Agência Folha - Mas, no caso da Arábia Saudita e do Paquistão, são países aliados dos EUA...
Ranstorp
- Suas escolas clericais exportam ideologia. No Paquistão, há extremismo e sérios problemas sociais. Em dez ou 15 anos, poderemos ter novos regimes. A questão não é saber se, mas quando as células terroristas usarão armas químicas, não tanto para matar, mas para paralisar economias e sociedades. Esse problema não terminará com a captura de Bin Laden.

Agência Folha - A guerra dos EUA contra o Iraque foi um acerto?
Ranstorp -
Sei que há questionamentos sobre isso na América Latina, que a ONU não participou dessa atuação. Mas temos tido mais de dez anos de sanções que não fizeram mal à ditadura, mas ao povo. Talvez as armas químicas ainda sejam encontradas. Há evidências de que a Al Qaeda teve contatos com o regime iraquiano de Saddam Hussein. O que temos no Iraque agora são muitos autores que trabalham de modo organizado, que tentam atacar os EUA para criar uma nova guerra do Vietnã.

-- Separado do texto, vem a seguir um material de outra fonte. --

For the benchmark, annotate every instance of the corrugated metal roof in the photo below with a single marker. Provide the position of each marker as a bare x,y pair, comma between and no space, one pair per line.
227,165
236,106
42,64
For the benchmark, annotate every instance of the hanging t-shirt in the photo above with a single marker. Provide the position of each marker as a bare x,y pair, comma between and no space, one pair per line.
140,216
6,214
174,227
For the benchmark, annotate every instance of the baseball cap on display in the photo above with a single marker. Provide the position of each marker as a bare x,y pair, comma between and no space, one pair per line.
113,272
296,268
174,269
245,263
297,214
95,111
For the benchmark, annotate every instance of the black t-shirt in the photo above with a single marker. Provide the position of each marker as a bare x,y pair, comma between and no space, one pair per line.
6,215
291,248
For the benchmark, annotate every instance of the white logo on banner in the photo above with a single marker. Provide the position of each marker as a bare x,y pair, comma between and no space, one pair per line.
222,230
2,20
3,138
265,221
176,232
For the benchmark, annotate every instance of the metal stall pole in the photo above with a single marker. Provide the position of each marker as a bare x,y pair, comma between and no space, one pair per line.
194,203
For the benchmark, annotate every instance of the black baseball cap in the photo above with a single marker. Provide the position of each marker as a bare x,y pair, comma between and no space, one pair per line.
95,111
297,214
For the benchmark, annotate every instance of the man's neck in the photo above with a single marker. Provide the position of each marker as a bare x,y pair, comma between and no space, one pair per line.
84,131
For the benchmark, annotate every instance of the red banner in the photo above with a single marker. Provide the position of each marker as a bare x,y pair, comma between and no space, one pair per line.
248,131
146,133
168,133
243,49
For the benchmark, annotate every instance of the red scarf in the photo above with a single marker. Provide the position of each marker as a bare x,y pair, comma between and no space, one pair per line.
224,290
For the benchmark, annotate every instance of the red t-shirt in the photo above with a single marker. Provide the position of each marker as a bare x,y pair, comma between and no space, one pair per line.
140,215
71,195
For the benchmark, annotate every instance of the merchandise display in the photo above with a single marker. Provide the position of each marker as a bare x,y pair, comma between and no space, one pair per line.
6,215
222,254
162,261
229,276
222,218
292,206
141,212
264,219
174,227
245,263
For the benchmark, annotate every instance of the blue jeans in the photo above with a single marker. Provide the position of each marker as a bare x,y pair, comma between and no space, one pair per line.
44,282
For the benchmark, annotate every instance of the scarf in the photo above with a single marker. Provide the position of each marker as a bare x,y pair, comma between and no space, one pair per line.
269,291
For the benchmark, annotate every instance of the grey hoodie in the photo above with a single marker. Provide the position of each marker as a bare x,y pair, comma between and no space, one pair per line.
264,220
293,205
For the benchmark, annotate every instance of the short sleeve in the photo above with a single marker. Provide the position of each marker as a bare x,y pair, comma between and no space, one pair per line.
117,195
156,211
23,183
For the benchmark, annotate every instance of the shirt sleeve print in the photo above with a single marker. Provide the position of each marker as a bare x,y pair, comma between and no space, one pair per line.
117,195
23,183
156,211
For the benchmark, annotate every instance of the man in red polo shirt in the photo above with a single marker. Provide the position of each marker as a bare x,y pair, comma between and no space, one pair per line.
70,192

O pesadelo maior que os Estados Unidos podem ter é uma insurreição xiita no sul do Iraque. Não podemos deixar que eles (os grupos terroristas) deixem de sentir sua segurança ameaçada. Fizemos muito, mas há muito a ser feito.

Agência Folha - Diante da necessidade de cooperação, qual o papel dos organismos multilaterais? O comprometimento com o combate ao terror entrou na pauta de países que buscam crédito? Entrou na agenda econômica mundial?
Ranstorp -
Na verdade, é uma pergunta a ser feita para o Bird [Banco Mundial]. Mas há, sim, entidades que colocam países em listas negras para contrair empréstimos. Alguns países têm enfrentado problemas. Por outro lado, muitos países tiram vantagem ao usar o 11 de Setembro em benefício próprio. Obtêm ajuda financeira e segurança. É um ambiente geopolítico global.

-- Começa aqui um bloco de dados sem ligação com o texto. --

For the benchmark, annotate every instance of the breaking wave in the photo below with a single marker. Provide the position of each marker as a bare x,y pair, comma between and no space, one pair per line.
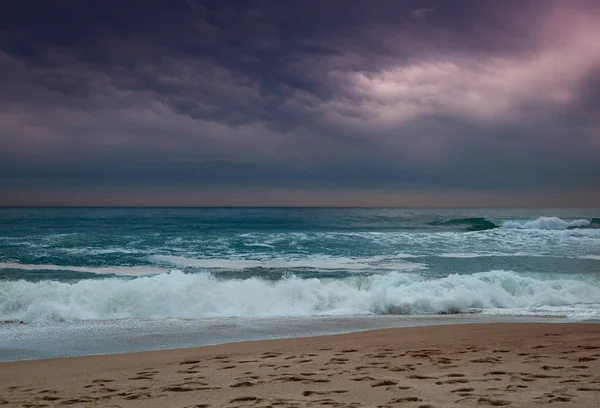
552,223
179,295
540,223
469,224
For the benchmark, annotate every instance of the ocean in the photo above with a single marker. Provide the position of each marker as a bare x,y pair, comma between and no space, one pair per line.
91,280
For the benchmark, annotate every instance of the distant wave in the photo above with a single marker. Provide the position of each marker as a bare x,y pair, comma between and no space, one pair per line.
469,224
552,223
99,270
180,295
541,223
315,262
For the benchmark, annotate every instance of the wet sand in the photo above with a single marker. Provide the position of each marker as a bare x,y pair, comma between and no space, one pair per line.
500,364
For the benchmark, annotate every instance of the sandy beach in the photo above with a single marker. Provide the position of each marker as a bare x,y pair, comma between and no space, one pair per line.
516,365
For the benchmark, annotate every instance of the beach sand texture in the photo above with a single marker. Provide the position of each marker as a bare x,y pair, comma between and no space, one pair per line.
512,365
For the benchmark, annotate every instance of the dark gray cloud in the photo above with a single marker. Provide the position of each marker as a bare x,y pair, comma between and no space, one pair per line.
478,96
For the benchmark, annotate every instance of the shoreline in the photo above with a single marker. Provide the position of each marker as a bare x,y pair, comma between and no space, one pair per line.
22,342
493,364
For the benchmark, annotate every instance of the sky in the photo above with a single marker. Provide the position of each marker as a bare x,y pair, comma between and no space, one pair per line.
300,103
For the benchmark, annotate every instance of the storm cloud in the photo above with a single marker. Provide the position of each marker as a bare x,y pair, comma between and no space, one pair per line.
300,103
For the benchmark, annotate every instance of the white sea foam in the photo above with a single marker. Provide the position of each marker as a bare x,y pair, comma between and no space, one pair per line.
309,262
181,295
100,270
546,223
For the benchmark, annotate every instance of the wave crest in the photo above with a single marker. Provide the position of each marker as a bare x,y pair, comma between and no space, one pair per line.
180,295
550,223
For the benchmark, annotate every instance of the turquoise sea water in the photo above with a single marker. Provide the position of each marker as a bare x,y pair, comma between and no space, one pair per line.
82,264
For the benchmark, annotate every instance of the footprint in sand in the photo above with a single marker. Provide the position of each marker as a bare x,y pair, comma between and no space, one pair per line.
487,360
383,383
492,402
453,381
186,362
309,393
402,400
421,377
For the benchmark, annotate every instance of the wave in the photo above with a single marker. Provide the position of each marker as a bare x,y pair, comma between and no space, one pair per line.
180,295
469,224
312,262
550,223
99,270
541,223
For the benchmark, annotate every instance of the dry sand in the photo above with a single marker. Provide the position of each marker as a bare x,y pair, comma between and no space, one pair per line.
514,365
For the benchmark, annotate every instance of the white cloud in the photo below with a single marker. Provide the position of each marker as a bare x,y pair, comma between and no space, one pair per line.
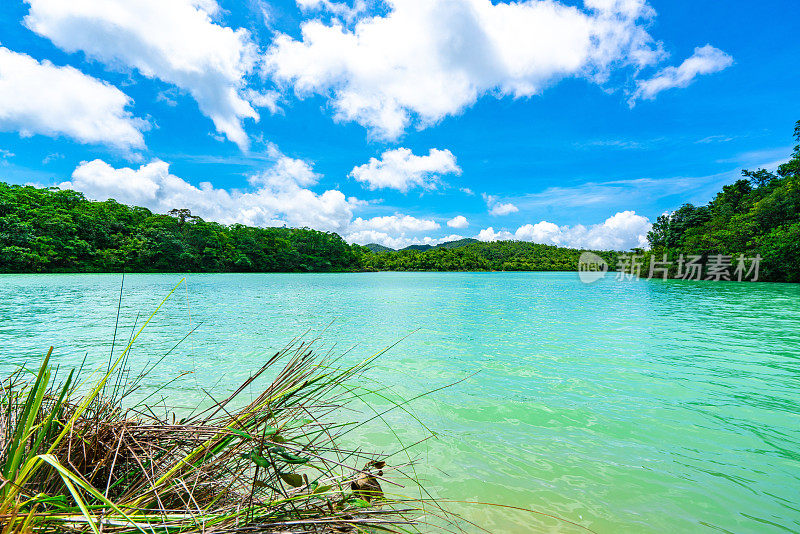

Agência Folha - Como Brasil, Argentina e Paraguai podem trabalhar juntos para conter a lavagem de dinheiro e outros crimes que ocorrem na Tríplice Fronteira?
Ranstorp -
Devemos encontrar novas formas de forças-tarefas regionais, trabalhar regionalmente para combater o extremismo, o tráfico de drogas e outros crimes. É importante criar instituições regionais. Trabalhamos, atualmente, sob formas muito tradicionais.
Uma força-tarefa na Tríplice Fronteira, com oficiais de polícia dos três lados para trabalhar e aprender uns com os outros, seria interessante. O que ocorre é que os oficiais de inteligência costumam guardar as informações para si, para seus países. Os EUA, nesse contexto, estão se isolando.
Na Europa, as pessoas transitam livremente entre os países, mas as polícias também. É um bom exemplo. Na Europa, temos o que chamamos de "ordem de prisão européia". Se alguém comete um crime financeiro, por exemplo, pode haver prisão promovida por um país em outro. Trata-se de interesses únicos, de direito comum a todos.